Type of Fossils Present: Plants
Fracture: conchoidal
Grain Size: Fine
Hardness: 7 Quartz
Lithofacies: delta system
Luster: Vitreous
Occurrence: The Mazon Creek fossils are found in the Francis Creek Shale: the type locality is Mazon Creek, a tributary of the Illinois River near Morris, Grundy County, Illinois. The 25 to 30 meters of shale was formed approximately 300 mya, during the Pennsylvanian period. The fossiliferous concretion are usually found within the thickest deposits of Francis Creek.
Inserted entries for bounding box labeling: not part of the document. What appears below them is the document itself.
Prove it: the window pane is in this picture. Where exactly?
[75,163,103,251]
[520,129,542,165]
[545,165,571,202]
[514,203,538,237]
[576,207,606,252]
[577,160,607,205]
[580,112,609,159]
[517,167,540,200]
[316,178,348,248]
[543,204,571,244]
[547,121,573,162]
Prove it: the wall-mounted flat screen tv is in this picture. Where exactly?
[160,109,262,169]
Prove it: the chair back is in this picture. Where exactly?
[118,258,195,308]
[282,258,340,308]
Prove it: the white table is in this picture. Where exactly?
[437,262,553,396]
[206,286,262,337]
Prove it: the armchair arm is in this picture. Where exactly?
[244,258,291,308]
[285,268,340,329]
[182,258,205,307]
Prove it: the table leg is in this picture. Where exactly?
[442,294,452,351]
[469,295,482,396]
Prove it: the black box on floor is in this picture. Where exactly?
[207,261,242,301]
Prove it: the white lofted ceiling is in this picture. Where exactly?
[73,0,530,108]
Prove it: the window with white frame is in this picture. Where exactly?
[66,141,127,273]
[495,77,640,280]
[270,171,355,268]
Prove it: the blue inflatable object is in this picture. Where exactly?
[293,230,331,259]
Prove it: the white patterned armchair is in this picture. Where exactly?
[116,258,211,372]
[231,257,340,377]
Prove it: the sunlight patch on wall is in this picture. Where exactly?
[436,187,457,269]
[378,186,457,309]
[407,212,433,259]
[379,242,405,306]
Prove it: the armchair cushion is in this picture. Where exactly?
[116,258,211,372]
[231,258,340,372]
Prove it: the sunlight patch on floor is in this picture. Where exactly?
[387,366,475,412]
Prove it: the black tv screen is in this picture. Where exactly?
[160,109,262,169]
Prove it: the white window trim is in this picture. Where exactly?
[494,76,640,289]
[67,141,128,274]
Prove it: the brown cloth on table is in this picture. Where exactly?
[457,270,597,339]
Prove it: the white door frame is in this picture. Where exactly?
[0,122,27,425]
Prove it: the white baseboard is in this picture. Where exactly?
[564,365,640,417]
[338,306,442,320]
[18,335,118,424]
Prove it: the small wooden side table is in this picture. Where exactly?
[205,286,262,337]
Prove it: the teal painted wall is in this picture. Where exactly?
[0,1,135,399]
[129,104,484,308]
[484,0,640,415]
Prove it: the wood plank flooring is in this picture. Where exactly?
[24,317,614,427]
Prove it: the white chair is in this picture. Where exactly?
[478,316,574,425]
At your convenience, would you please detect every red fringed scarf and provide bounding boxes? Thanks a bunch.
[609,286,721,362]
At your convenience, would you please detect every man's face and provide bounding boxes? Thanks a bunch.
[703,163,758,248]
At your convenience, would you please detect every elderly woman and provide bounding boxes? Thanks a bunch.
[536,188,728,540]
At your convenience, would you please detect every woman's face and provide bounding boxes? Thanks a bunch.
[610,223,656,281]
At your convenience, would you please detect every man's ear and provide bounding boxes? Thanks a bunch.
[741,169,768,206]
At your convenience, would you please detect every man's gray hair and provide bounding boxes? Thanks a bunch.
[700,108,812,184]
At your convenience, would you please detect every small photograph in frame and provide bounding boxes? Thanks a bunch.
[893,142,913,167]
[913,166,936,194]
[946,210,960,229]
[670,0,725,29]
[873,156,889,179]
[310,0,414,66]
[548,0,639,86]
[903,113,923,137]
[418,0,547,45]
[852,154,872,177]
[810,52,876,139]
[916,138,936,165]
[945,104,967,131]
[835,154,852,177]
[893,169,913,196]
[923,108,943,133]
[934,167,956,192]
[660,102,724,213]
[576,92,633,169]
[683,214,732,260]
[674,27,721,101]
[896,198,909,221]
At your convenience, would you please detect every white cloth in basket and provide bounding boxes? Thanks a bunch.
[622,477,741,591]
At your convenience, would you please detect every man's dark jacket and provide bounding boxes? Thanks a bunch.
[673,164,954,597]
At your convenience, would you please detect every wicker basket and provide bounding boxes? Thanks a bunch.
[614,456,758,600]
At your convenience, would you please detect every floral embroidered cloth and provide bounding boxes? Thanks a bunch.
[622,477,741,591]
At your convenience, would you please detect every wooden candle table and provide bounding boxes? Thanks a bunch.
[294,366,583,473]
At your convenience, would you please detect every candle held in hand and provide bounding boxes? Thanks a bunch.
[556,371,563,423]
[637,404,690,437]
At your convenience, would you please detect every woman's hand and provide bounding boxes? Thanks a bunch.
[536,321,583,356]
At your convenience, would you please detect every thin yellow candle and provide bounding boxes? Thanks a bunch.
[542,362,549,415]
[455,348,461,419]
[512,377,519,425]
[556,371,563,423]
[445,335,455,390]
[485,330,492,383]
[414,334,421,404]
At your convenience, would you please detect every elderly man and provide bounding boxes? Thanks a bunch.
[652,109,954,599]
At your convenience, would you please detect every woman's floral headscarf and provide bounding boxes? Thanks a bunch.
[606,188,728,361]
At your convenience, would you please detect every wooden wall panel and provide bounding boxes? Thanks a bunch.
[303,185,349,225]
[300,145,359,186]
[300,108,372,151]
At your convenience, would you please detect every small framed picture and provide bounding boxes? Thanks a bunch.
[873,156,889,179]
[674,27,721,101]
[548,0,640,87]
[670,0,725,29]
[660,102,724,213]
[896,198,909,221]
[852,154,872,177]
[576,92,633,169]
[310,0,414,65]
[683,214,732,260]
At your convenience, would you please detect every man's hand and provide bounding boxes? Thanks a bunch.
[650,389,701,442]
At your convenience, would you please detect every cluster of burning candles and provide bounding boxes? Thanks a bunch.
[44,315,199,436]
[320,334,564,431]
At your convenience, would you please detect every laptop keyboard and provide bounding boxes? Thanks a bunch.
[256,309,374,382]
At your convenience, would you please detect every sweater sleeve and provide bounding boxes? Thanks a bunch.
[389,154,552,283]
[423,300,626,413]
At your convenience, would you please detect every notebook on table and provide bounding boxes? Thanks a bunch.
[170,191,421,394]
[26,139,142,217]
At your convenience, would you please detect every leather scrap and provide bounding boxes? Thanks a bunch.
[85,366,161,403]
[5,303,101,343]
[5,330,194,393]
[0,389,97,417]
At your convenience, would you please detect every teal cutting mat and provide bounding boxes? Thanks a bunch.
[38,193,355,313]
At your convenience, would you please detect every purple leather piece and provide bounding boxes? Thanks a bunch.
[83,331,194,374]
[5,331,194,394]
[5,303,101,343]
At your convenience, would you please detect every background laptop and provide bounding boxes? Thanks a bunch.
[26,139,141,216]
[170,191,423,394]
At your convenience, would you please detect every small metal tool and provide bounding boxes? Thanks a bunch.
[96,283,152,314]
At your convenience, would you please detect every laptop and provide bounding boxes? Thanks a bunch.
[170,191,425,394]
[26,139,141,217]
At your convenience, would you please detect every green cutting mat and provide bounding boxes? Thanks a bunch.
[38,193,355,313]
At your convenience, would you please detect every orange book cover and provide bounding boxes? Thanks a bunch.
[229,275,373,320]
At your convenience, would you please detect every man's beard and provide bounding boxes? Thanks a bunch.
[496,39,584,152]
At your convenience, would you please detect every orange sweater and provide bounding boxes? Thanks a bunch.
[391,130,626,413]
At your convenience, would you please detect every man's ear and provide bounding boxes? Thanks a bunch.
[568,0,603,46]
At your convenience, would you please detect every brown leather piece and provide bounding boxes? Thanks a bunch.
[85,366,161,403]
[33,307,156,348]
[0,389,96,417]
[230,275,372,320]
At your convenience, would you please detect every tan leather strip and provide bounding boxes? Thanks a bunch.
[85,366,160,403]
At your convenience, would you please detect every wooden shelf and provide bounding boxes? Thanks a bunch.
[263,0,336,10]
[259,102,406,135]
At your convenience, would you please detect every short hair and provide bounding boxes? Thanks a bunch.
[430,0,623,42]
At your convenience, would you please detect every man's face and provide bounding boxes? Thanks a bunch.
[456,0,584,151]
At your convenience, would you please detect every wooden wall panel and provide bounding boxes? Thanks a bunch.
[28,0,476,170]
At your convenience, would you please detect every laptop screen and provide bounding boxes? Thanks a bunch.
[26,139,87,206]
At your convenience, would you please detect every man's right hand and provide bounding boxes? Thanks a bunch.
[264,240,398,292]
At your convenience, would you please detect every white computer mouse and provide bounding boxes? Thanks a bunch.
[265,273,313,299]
The concretion occur in locallized deposits within the silty to sandy mudstones on the lower four metres of the formation. The paleoecosystem is believed to be a large river delta system deposited by at least one major river system flowing from the northeast. The sediments are believed to derive from the Appalachian orogene events. The delta had a tropical climate, a result of the area being within 10 degree north latitude of the equator during the Pennsylvanian.
The remains of plants and animals were rapidly buried by the sediment deposited in the deltaic system. Bacterial decomposition of the remains produced carbon dioxide that combined with dissolved iron from groundwater. This process formed siderite in the sediments surrounding the remains, forming detailed casts of their structure. Lithification of the sediments formed protective nodules of ironstone around the now fossilezed remains. The ironstone concretions are recovered from exposures along streams, roadcuts, and in active or abandoned coal mine areas.
Pressure: Moderate
Rock Color: Dark
Rock Origin: Marine/Freshwater
Rock Type: Sedimentary
Specific Gravity: 2.6
Surface Process: Not apparent
Temperature: Low
Texture: fine grain
Variety: Leaf fossils in this case are carbon films that remain on the bedding surfaces of fine-grained sediments. Fossilization happened after the leaves sank to the bottom of a pond or lake and were later buried by additional fine-grained sediments. With burial, the leaves were compressed and the sediment surrounding them solidified. Eventually these fine-grained sediments became shale or mudstone. When all the volatile organic material in the living leaf was pressed out, only a thin carbon residue was left in the sediment, marking the outline and veins of the leaf.